I believe you are referring to guidelines for physicians.The coding guidelines actually set this for us and they are not Medicare guidelines they are the official guidelines for coding and reporting. They state that if the reason for he visit is screening then screening remains the first-listed dx code regardless of the findings or subsequent procedure performed at that setting. So the first-listed code is screening then polyps. Also the coding clinics have addressed this many time. This does not depend on payer, it has to do with why was the patient there, and they were there for screening. The polyps are an incidental finding.
Thank you this confirms what I have been doing based on my knowledge. We have read the Ambulatory Coding & Payment Report Vol 13 No. 1 pg 1-3 which dicusses this same topic giving warnings if you do or don't code screening primary. In the end the issue remains unrelolved since AMA, AHA and CMS don't even agree.I believe you are referring to guidelines for physicians.
ASC's have different guidelines than physicians/surgeons offices. I stated in my previous post above specifically where you can find them in the ICD-9 Book which are the "official guidelines".
The guidelines for ASC's state:
"For ambulatory surgery, code the diagnosis for which the surgery was performed. If the post-operative diagnosis is known to be different from the pre-operative diagnosis at the time the diagnois is confirmed, select the POST-OPERATIVE diagnosis for coding since it is the most definitive."

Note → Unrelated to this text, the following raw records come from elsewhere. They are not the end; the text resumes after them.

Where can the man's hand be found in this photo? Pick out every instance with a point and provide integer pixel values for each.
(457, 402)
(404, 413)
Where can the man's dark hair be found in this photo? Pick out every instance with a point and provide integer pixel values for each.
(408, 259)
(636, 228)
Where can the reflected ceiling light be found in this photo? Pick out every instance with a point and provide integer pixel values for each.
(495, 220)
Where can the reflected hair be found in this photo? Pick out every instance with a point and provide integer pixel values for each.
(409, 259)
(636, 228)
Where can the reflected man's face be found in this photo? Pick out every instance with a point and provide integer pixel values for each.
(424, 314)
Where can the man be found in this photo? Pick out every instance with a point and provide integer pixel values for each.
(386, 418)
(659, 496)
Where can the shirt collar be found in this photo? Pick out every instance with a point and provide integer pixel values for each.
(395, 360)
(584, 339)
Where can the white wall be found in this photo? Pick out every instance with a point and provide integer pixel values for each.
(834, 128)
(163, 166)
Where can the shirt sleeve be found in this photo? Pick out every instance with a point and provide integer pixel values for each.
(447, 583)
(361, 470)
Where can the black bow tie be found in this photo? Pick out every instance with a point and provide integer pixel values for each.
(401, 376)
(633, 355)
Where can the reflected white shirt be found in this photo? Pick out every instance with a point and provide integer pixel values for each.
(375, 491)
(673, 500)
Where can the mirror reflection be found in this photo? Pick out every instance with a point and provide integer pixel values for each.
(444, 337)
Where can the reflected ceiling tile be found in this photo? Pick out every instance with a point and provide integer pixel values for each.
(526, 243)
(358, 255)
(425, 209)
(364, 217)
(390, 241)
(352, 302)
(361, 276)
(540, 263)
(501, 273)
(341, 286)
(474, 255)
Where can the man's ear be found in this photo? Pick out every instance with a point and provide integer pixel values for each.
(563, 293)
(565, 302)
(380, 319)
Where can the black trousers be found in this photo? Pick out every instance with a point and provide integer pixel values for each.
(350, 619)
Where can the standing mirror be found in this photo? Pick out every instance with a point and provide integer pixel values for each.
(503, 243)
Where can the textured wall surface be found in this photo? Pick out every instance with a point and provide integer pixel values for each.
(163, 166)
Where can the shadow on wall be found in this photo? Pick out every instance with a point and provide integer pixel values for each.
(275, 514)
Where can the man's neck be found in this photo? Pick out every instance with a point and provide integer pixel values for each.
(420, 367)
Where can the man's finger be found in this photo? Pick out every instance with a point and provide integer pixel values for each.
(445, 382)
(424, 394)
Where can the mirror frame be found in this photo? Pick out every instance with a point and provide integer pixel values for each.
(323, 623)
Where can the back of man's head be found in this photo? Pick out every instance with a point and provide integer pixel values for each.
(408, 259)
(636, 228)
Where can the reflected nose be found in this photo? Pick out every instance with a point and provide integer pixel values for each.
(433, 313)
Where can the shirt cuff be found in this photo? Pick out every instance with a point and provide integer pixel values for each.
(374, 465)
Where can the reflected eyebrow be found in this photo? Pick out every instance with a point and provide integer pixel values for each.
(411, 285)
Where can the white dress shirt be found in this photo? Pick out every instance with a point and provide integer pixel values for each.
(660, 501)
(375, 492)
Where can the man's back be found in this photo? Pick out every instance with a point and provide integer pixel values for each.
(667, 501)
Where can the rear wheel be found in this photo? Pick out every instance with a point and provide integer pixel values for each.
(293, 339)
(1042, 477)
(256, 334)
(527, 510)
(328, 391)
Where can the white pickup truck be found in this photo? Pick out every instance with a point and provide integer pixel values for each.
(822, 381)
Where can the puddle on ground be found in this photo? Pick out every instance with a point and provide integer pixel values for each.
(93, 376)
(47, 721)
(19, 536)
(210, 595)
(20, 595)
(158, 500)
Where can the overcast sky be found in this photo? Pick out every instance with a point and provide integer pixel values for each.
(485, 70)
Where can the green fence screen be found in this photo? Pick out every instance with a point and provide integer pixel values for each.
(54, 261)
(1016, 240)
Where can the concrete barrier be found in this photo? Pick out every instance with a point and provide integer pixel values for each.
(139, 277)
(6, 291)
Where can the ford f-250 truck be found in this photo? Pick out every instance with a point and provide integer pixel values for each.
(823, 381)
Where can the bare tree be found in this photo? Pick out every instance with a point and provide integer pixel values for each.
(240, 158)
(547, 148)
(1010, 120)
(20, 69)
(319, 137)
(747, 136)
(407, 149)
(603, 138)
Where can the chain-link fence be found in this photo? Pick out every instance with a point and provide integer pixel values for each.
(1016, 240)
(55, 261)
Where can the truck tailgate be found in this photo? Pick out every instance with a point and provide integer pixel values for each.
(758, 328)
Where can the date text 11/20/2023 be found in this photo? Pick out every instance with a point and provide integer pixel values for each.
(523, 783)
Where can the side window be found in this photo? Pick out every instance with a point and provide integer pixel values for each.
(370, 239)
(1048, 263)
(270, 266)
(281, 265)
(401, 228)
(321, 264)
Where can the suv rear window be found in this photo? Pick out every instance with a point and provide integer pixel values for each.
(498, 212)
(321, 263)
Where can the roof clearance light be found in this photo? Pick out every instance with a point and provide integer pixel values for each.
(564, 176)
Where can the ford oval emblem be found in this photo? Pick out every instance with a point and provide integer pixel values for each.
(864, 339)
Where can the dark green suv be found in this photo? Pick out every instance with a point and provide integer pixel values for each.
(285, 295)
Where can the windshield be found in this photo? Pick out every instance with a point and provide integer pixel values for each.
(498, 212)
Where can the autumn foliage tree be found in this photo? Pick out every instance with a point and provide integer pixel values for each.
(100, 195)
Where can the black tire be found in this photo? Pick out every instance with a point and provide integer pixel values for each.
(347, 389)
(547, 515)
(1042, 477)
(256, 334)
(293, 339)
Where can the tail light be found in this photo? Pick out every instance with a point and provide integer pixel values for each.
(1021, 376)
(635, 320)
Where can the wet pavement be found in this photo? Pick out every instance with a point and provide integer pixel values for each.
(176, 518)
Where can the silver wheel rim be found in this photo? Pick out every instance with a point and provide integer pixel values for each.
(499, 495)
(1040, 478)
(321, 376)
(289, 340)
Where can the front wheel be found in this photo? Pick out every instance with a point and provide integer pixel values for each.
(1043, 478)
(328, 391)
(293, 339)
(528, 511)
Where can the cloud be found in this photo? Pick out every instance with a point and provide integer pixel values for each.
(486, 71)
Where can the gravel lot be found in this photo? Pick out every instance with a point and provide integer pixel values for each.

straight from the ICD-9 book-Section IV Letter O (page 25 of my book)
Hope this helps,
Mary, CPC, COSC
I am not sure which guidelines you are referring to but there is only one set of official guidelines. The following is an excerpt from these guidelines:
From Section I under screening it says:
Should a condition be discovered during the screening then the code for the condition may be assigned as an additional diagnosis.
Not to get into the middle of this one, because I do believe that each opinion is validated, but doesn't the "may be" in that quote from the guidelines constitute a decision by the coder to do so? It doesn't seem like it is mandated in that statement. For us here, we use the V code for Medicare and BX but for everyone else, we use the 211.3 code. I am not trying to make waves, I am legitamitely confused by all of this. Do you follow the "surgery" guidelines or do you follow the "screening" guidelines? We are also CAH so our case proably doesn't apply to all.
In the end, I guess I also agree with Gloria that since even the "big wigs" can't agree, we do what we have to, individually, to code what we believe to be "to the best of our ability".